L'influence est omniprésente. Les lignes épurées du Bauhaus, la disposition de l'interface de votre smartphone, la grille d'un gratte-ciel et le logo de votre marque préférée tracent tous leur origine jusqu'à l'abstraction géométrique. Elle a fourni le « code source » du design moderne : modularité, clarté et suppression des ornements inutiles.
14. Le minimalisme est-il la même chose que l'abstraction géométrique ?
Ils sont cousins, mais pas jumeaux. L'abstraction géométrique peut être complexe, colorée et pleine de relations internes (pensez à un motif complexe de Vasarely). Le minimalisme cherche à réduire l'œuvre d'art à son strict minimum (souvent une seule forme ou couleur) pour mettre en avant l'expérience physique du spectateur dans l'espace. La plupart des œuvres minimalistes sont géométriques, mais toute abstraction géométrique n'est pas minimaliste.
15. L'abstraction géométrique est-elle considérée comme de l'art conceptuel ?
Cela peut certainement l’être. Lorsqu’un artiste utilise une formule mathématique, un algorithme, ou un ensemble de règles écrites pour générer une peinture (comme dans l’Art des Systèmes ou l’Art Algorithmique), le concept - la « règle » - est aussi important que le résultat visuel. Des artistes comme Sol LeWitt ou Vera Molnar sont des exemples majeurs où la géométrie est la sortie visuelle d’un processus conceptuel.
16. Comment les artistes planifient-ils ces compositions ?
Le processus est souvent plus proche de l’architecture que de la peinture traditionnelle. Il implique du papier millimétré, des calculs mathématiques, du rendu numérique, et de nombreuses études de couleurs. Parce que la peinture aux bords nets est impitoyable (on ne peut pas facilement repeindre une erreur), la phase de planification est méticuleuse. Beaucoup d’artistes contemporains utilisent des logiciels pour itérer à travers des centaines de variations avant de toucher la toile.
17. Où puis-je voir des peintures abstraites géométriques célèbres ?
Pour les œuvres historiques, le Museum of Modern Art (MoMA) à New York, la Tate Modern à Londres, et le Centre Pompidou à Paris possèdent des collections définitives. Le Musée d’Art Concret à Mouans-Sartoux (France) est un lieu de pèlerinage spécialisé pour ce genre. Pour des exemples contemporains de pointe qui définissent l’avenir du genre, vous pouvez explorer les sélections curatées en ligne sur IdeelArt [Link to Home Page].
18. Comment l’ère numérique a-t-elle changé l’abstraction géométrique ?
L’ordinateur est l’outil géométrique ultime. Il « pense » en grilles et coordonnées. Cela a conduit à un boom de l’Art Génératif, où le code crée des structures géométriques complexes impossibles à dessiner à la main. Cependant, on observe aussi un retour « post-digital » à la main : des artistes utilisant la logique numérique mais l’exécutant avec la chaleur et l’imperfection de la peinture analogique et du lin.

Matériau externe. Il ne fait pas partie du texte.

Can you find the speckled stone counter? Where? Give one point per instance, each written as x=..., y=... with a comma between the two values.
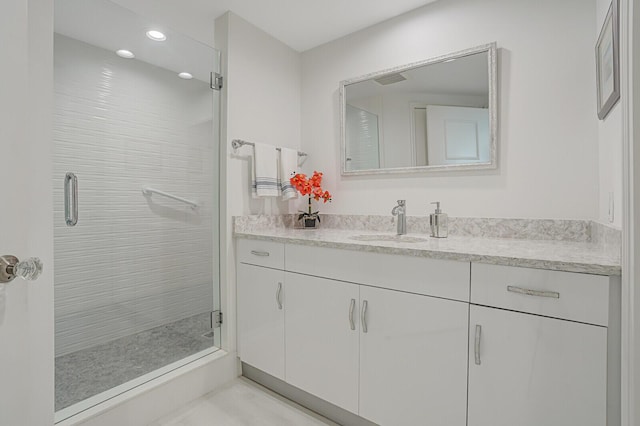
x=587, y=249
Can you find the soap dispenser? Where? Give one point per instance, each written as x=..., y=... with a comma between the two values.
x=439, y=222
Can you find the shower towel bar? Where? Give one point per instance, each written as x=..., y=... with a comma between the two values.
x=150, y=191
x=237, y=143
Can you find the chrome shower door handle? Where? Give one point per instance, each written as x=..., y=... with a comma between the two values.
x=363, y=316
x=71, y=199
x=476, y=346
x=352, y=307
x=278, y=296
x=10, y=268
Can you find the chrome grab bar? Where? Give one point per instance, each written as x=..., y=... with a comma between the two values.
x=363, y=316
x=70, y=199
x=476, y=346
x=352, y=306
x=148, y=191
x=278, y=293
x=237, y=143
x=529, y=292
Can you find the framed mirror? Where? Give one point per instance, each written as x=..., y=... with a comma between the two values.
x=434, y=115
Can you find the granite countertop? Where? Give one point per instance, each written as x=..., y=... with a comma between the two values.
x=570, y=256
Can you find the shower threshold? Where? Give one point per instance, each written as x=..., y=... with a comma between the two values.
x=88, y=372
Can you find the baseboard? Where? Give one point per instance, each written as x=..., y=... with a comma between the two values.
x=311, y=402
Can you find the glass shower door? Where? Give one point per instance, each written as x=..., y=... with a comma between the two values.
x=136, y=235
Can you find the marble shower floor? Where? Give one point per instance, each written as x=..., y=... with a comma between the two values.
x=88, y=372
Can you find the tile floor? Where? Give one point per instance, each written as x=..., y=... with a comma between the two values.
x=91, y=371
x=242, y=403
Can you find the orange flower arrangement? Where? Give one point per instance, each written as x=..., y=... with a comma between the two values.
x=313, y=188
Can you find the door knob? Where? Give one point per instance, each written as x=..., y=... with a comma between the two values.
x=11, y=267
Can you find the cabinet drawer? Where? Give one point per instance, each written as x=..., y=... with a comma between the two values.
x=261, y=253
x=566, y=295
x=430, y=277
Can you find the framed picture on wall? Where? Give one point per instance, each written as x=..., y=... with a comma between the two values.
x=608, y=62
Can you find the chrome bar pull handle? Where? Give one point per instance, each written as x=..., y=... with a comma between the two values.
x=352, y=307
x=530, y=292
x=11, y=267
x=71, y=199
x=476, y=346
x=278, y=296
x=363, y=316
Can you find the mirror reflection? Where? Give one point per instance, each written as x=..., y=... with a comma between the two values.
x=435, y=115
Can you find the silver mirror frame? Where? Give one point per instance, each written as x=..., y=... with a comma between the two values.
x=491, y=49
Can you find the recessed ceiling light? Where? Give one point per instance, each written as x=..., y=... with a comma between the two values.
x=156, y=35
x=127, y=54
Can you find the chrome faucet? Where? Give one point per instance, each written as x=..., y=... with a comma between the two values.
x=400, y=211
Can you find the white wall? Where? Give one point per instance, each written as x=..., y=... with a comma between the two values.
x=132, y=262
x=609, y=147
x=26, y=309
x=548, y=157
x=261, y=103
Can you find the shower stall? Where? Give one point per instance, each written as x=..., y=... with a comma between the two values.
x=136, y=206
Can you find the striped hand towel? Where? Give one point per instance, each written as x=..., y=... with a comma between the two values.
x=264, y=171
x=288, y=167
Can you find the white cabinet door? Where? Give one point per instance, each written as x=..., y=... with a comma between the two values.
x=322, y=338
x=261, y=318
x=413, y=359
x=530, y=370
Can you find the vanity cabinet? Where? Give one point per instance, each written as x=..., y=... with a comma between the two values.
x=408, y=340
x=260, y=292
x=413, y=358
x=530, y=370
x=322, y=338
x=368, y=349
x=542, y=348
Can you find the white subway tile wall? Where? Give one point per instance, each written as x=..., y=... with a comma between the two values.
x=132, y=262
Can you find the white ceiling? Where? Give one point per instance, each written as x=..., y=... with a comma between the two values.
x=301, y=24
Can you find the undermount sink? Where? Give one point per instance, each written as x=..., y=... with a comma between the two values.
x=388, y=237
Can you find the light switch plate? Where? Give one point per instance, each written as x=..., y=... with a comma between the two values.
x=611, y=207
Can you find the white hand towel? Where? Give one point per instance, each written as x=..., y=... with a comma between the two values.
x=264, y=172
x=288, y=167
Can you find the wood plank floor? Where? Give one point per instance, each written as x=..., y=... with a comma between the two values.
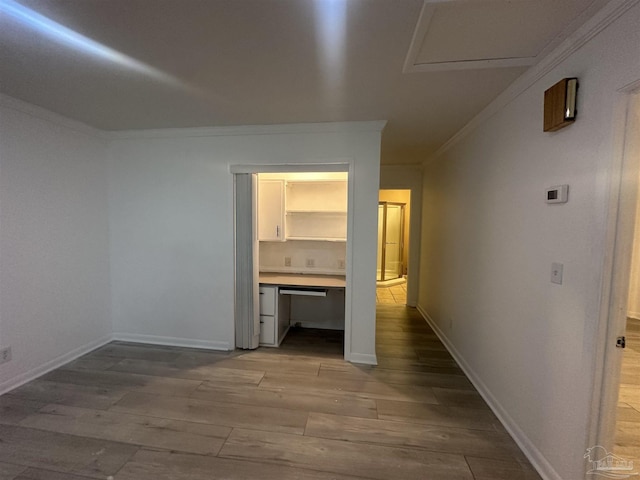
x=136, y=412
x=627, y=441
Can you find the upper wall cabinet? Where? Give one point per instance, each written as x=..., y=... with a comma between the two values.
x=316, y=210
x=271, y=210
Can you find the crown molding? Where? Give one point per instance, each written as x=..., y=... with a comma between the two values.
x=278, y=129
x=601, y=20
x=33, y=110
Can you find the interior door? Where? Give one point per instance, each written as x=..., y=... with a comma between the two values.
x=393, y=242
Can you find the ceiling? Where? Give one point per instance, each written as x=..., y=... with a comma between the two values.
x=426, y=67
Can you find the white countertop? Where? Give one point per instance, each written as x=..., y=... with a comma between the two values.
x=303, y=280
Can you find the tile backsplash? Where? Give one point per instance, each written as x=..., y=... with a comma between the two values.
x=320, y=257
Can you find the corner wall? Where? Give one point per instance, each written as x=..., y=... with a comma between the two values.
x=54, y=270
x=489, y=239
x=172, y=225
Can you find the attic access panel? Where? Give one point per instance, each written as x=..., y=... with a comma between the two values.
x=456, y=34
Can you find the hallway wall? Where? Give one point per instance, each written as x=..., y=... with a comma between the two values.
x=489, y=239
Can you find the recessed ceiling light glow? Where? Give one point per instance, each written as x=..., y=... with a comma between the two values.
x=65, y=36
x=331, y=29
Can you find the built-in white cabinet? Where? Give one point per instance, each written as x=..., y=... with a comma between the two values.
x=316, y=210
x=274, y=316
x=271, y=204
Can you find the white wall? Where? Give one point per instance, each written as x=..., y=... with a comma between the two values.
x=54, y=270
x=489, y=240
x=326, y=255
x=171, y=219
x=633, y=309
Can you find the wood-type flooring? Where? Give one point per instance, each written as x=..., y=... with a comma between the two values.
x=627, y=441
x=140, y=412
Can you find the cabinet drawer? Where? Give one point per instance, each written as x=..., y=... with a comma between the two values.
x=268, y=300
x=267, y=330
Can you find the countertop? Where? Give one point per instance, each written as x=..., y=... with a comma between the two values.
x=303, y=280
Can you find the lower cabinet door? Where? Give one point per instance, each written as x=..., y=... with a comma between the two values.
x=267, y=330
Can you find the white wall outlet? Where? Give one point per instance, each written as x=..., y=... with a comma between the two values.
x=556, y=273
x=5, y=355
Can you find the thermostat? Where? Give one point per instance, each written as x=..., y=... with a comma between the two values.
x=558, y=194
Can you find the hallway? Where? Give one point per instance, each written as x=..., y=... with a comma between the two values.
x=627, y=441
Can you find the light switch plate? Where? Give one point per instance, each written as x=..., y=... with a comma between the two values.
x=556, y=273
x=558, y=194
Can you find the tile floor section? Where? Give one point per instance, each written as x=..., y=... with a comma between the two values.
x=139, y=412
x=628, y=422
x=395, y=295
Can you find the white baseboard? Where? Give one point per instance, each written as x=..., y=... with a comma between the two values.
x=172, y=341
x=364, y=358
x=537, y=459
x=36, y=372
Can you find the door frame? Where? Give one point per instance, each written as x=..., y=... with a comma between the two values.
x=316, y=167
x=408, y=177
x=623, y=191
x=383, y=247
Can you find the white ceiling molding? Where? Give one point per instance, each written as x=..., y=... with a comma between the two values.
x=612, y=11
x=281, y=129
x=44, y=114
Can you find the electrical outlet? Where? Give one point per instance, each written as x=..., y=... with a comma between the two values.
x=5, y=355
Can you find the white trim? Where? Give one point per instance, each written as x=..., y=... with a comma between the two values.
x=303, y=271
x=280, y=129
x=611, y=12
x=363, y=358
x=172, y=341
x=334, y=165
x=537, y=459
x=36, y=372
x=43, y=114
x=471, y=64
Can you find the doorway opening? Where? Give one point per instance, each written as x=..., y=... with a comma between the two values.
x=394, y=209
x=627, y=426
x=390, y=241
x=618, y=408
x=296, y=247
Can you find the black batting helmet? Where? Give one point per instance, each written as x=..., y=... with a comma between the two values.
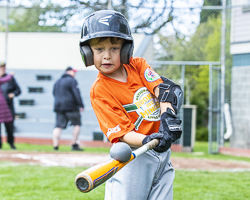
x=105, y=23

19. L’abstraction géométrique est-elle encore pertinente aujourd’hui ?
Absolument. Dans un monde régi par des algorithmes invisibles, des grilles de données et des réseaux, l’abstraction géométrique est le réalisme le plus précis que nous ayons. Les artistes contemporains l’utilisent pour cartographier Internet, visualiser des données, ou simplement offrir une zone de silence et d’ordre dans un paysage médiatique chaotique. C’est un marché vibrant et en évolution pour les collectionneurs.
20. Comment identifier de l’art abstrait géométrique de haute qualité à acheter ?

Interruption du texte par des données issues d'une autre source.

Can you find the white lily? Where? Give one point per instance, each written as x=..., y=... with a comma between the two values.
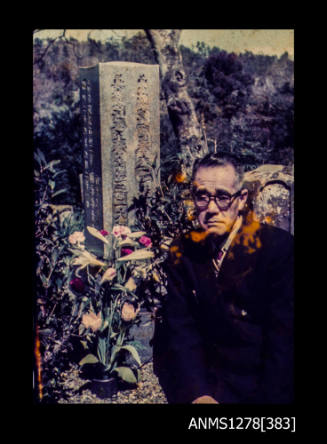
x=86, y=259
x=96, y=233
x=141, y=254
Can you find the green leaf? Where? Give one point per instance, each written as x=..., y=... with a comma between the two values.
x=133, y=352
x=59, y=192
x=89, y=359
x=137, y=255
x=126, y=374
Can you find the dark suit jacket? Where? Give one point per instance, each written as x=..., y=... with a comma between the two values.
x=230, y=337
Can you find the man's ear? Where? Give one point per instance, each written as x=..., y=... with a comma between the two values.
x=243, y=198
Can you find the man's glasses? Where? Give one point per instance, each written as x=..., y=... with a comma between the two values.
x=222, y=199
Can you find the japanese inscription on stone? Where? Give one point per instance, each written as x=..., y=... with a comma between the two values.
x=120, y=110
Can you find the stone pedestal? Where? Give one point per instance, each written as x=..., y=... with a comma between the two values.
x=271, y=195
x=121, y=138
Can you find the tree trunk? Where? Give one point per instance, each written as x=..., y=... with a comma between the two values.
x=180, y=106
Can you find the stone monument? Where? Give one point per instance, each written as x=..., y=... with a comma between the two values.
x=121, y=141
x=271, y=193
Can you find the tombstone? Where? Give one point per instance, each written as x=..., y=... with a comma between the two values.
x=121, y=139
x=271, y=194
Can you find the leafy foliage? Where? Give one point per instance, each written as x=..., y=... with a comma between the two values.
x=57, y=307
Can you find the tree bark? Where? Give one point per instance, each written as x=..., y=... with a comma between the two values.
x=180, y=106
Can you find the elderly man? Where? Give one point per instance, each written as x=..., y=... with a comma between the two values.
x=225, y=334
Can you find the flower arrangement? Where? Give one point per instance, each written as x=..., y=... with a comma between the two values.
x=111, y=303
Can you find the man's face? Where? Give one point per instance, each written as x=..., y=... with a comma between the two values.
x=217, y=181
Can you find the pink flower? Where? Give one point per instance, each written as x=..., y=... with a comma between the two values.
x=109, y=274
x=126, y=251
x=128, y=312
x=77, y=284
x=120, y=231
x=146, y=241
x=76, y=237
x=92, y=320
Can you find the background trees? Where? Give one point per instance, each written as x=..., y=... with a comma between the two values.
x=243, y=103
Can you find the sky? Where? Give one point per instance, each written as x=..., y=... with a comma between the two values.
x=258, y=41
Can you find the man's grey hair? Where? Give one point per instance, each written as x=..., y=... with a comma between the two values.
x=214, y=160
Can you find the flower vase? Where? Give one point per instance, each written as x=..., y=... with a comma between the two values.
x=105, y=387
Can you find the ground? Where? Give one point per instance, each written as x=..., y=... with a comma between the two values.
x=148, y=390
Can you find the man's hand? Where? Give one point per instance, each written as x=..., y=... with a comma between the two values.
x=205, y=400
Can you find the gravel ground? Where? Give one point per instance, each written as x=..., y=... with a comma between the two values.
x=148, y=390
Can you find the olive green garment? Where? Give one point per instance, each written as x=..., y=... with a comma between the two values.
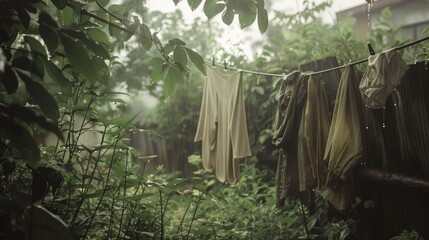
x=382, y=75
x=344, y=146
x=293, y=170
x=222, y=126
x=316, y=128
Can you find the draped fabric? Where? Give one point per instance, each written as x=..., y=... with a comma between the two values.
x=222, y=126
x=293, y=171
x=344, y=148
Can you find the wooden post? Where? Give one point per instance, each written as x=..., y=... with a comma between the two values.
x=391, y=178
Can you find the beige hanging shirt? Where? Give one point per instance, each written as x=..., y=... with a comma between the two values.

Lors de la collecte d’art géométrique, recherchez :
- Précision vs. Toucher : Si elle est censée être aux bords nets, les lignes sont-elles nettes ? Si elle est peinte à la main, le « tremblement » est-il intentionnel et confiant ?

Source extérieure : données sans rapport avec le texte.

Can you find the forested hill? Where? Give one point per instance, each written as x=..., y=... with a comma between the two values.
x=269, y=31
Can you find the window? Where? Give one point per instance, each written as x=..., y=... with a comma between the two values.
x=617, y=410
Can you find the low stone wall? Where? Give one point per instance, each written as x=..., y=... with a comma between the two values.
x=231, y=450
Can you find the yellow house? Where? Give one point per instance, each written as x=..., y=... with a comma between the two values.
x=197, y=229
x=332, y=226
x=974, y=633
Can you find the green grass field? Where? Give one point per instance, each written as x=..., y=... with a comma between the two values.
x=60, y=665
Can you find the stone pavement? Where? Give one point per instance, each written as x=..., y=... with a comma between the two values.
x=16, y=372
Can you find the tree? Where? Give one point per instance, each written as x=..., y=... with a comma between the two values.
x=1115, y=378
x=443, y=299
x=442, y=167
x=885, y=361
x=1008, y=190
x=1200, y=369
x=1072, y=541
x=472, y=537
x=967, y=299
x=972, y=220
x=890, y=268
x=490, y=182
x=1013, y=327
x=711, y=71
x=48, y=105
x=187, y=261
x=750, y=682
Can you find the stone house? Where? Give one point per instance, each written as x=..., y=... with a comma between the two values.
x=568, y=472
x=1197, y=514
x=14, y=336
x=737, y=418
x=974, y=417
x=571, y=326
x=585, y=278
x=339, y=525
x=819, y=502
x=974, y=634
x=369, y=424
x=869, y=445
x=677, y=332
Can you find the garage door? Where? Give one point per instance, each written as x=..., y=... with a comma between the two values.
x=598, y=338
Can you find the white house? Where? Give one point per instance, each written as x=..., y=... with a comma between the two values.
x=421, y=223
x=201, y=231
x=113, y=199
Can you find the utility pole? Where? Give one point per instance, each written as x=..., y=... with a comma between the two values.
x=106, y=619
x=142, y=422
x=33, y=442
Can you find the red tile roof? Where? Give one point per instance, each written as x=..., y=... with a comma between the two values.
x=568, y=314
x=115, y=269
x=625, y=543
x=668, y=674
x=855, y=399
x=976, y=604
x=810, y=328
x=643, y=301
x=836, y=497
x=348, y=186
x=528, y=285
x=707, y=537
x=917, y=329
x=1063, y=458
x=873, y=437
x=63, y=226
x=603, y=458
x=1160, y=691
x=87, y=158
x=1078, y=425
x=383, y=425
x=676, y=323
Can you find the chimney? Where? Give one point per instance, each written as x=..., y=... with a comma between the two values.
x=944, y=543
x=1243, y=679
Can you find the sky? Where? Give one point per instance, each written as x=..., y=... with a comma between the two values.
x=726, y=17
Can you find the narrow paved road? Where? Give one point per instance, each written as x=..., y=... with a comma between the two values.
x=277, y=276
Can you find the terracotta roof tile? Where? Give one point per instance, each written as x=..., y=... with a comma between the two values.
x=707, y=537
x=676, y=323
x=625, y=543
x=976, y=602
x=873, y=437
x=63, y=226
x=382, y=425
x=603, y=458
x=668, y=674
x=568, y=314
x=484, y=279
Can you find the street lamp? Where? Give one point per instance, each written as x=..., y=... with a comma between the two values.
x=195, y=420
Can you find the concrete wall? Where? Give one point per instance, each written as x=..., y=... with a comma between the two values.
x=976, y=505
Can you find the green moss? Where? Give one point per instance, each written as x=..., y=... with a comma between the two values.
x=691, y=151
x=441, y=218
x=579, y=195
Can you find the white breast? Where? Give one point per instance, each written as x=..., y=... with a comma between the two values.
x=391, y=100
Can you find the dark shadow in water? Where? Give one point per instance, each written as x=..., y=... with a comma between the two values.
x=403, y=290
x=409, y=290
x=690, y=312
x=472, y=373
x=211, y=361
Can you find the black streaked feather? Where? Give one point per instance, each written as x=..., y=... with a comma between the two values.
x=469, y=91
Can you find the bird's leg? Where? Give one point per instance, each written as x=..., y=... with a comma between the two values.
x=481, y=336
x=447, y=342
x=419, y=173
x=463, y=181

- Cohérence : La composition tient-elle ensemble, ou semble-t-elle arbitraire ?
- Complexité : L’œuvre révèle-t-elle plus de nuances plus vous la regardez longtemps ?
- Provenance : Pour les œuvres contemporaines, acheter dans une galerie spécialisée avec un processus de sélection (comme IdeelArt) garantit que l’artiste a une trajectoire de carrière solide.